Despite only being eight minutes longer (it’s 96 minutes as opposed to the theatrical’s lean 88), the back of the package boasts “over 25 minutes of all-new footage,” which is a pretty big tipoff that things will be different as opposed to just extended. While the middle section remains the same as the characters work through the first four rooms, the framing of the story has been completely changed, with entire scenes from the theatrical cut being removed and different sequences added to open and close the film.

The extended (alternate) cut instead sets up a new backstory involving Henry (James Frain), an inventor of the escape rooms, and his daughter Claire (Isabelle Fuhrman), which ties into a whole new finale.
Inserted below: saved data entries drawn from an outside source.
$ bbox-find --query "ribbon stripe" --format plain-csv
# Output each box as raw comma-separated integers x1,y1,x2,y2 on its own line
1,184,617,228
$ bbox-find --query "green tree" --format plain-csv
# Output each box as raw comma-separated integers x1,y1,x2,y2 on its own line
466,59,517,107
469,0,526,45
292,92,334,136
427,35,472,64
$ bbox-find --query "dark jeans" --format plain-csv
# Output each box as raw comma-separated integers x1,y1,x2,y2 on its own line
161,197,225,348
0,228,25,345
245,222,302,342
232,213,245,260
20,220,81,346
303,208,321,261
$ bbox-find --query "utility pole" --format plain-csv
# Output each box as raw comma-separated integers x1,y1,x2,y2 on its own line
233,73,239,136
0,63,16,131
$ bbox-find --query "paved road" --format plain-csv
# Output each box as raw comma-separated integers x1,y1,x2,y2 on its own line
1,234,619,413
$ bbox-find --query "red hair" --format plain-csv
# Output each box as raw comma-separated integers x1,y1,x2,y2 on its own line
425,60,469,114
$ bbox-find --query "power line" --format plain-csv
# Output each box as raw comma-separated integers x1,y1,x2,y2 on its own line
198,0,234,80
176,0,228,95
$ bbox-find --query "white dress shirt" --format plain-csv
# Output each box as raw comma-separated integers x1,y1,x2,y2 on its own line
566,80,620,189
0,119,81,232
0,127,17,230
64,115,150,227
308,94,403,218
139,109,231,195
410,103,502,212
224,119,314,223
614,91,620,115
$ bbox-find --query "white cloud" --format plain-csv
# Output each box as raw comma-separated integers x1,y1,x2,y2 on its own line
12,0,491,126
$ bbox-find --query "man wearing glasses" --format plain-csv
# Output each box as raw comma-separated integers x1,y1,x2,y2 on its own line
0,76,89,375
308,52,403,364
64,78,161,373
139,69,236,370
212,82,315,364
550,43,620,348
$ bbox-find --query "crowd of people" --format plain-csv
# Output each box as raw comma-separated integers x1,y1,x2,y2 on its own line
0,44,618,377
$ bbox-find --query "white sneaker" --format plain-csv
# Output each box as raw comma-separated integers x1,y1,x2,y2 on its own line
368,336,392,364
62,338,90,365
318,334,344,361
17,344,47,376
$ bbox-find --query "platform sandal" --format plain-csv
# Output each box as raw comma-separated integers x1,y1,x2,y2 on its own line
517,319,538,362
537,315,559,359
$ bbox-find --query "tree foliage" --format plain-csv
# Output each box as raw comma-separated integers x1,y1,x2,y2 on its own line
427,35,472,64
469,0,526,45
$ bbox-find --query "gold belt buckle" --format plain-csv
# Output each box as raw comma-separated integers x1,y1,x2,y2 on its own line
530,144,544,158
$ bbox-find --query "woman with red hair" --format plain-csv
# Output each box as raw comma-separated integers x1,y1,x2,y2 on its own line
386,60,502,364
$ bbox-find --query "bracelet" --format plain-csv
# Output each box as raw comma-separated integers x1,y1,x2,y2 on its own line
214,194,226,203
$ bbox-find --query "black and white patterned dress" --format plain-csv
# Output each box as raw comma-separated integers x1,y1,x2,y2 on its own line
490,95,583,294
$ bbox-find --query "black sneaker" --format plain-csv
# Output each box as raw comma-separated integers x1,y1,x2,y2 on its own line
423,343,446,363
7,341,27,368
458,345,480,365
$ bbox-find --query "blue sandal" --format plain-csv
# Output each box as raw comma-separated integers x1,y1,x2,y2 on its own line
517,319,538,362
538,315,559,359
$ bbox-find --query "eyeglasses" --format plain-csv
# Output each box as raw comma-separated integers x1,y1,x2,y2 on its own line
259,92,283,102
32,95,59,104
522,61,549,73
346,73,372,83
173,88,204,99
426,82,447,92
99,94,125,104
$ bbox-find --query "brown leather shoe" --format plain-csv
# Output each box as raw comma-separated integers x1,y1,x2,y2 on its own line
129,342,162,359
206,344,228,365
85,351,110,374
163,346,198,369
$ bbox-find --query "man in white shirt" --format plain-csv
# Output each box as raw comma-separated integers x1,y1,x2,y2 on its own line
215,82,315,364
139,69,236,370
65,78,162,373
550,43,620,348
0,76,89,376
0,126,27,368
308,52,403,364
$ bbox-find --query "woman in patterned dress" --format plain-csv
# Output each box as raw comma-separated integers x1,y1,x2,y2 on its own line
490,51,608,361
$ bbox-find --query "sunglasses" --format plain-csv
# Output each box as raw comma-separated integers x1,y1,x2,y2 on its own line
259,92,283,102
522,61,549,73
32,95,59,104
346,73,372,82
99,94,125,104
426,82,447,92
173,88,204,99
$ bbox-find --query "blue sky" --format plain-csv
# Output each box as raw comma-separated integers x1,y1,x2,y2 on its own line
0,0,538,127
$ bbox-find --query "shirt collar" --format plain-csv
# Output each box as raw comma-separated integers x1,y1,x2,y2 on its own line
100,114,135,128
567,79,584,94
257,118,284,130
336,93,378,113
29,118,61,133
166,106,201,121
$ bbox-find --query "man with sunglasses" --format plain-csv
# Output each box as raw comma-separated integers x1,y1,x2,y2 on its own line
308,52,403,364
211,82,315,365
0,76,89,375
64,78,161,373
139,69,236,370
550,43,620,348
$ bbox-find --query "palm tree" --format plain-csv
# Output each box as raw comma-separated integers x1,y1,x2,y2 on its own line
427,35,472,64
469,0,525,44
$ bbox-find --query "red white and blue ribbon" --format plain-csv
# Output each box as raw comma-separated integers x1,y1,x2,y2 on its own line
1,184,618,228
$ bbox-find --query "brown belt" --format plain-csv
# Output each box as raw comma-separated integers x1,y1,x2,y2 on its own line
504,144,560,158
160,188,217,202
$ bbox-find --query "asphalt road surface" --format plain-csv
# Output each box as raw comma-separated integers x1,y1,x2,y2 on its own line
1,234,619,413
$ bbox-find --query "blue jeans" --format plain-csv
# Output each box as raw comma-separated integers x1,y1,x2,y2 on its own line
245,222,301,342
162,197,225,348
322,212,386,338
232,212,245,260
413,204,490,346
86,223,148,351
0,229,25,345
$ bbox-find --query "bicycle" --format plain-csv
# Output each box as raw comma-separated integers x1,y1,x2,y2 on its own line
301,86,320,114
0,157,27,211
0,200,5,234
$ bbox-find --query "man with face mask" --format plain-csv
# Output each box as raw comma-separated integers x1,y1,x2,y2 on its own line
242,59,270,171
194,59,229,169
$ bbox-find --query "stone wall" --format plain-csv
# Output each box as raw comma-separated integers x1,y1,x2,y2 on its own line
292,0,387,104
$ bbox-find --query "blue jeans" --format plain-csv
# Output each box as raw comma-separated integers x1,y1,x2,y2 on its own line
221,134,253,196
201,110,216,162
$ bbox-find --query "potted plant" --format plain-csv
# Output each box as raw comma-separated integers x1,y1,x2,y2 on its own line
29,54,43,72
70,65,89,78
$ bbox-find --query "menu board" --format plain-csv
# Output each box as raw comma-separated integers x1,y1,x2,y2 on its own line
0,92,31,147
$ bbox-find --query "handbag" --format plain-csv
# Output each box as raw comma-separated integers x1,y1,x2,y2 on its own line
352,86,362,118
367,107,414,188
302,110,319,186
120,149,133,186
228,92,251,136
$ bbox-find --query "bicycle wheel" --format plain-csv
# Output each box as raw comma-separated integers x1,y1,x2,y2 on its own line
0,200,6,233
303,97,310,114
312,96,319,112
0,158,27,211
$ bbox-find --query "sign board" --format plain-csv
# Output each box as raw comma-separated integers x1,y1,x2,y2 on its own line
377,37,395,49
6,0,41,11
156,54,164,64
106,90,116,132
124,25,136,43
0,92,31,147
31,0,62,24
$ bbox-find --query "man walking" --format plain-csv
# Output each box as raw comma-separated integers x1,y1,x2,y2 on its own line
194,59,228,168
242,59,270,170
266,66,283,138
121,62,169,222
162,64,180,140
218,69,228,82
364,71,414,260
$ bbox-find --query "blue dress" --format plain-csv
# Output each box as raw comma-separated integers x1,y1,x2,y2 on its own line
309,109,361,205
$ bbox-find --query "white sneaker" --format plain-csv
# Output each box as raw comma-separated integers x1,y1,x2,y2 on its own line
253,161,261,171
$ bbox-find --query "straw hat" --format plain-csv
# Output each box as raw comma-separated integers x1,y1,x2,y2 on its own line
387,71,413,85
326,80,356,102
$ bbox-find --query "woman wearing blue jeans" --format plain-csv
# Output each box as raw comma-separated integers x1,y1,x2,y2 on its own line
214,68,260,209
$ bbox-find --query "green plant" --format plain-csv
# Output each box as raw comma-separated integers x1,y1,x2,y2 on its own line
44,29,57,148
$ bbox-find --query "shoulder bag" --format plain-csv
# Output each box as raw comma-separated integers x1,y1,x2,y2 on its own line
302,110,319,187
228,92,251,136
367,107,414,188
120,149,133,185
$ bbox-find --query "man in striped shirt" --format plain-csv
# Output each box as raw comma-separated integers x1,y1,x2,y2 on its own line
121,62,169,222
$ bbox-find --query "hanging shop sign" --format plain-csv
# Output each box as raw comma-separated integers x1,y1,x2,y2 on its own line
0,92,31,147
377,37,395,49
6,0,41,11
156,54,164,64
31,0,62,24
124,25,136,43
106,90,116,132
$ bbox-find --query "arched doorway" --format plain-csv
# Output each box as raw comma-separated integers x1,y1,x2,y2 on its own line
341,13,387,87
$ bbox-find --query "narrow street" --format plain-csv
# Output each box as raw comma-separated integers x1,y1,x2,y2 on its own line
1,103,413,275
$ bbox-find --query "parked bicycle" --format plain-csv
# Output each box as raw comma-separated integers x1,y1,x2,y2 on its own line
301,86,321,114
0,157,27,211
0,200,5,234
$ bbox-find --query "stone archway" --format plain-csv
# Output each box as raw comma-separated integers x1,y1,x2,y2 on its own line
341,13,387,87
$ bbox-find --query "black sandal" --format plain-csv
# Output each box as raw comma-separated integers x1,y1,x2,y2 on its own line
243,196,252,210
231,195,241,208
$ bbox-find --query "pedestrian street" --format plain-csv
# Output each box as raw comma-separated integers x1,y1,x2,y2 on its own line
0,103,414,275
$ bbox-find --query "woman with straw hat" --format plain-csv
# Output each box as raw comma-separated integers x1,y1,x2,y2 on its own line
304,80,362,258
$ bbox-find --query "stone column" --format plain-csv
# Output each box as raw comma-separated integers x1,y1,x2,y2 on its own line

The therapist character has been taken out completely, and the film ends with a different cliffhanger than the one in the theatrical cut. Where things really get interested in the overarching timeline of both films is that the filmmakers now have two potential paths to follow in a third film.

The theatrical cut ties in more tightly to the first one, and has a sort of insular, “maybe everything’s a game” paranoia to it that worked for me, where as the extended version delivers a more convoluted backstory, and the new characters it introduces feel underdeveloped. I preferred the theatrical version myself, but I have read comments from fans who preferred the alternate cut, so I would recommend checking both out to decide for yourself.

Either way, Escape Room: Tournament of Champions is a decent piece of escapist entertainment, moving at such a pace that it’s hard to get too caught up in things like logic or believability. It hardly qualifies as great cinema, but, like the first one, this sequel is fun to watch for what it is. I would happily sit through another one of these, but which of the two cliffhanger endings presented here that any third instalment will choose to follow remains to be seen.

Bonus Features (Blu-ray):

Aside from the two different cuts of the film, which are presented on different menus that you can switch between, the disc also includes three featurettes that are the same for each cut. A code for a digital copy is also included in the package, which comes with a basic slipcover.

Dazzling But Deadly (5 minutes, 50 seconds): This featurette looks at what went into crafting the four main escape rooms in the film, and how they tried to make them different from the first one.

Game of Champions (5 minutes, 10 seconds): This piece looks at the different characters in the sequel, and the actors who play them.

Upping the Ante (3 minutes, 55 seconds): Finally, this featurette looks at building upon the first film to craft a bigger, more psychological (in the words of the director) sequel.

Escape Room: Tournament of Champions is a Sony Pictures Home Entertainment release. The theatrical version is 88 minutes, and the extended cut is 96 minutes. Both are rated PG.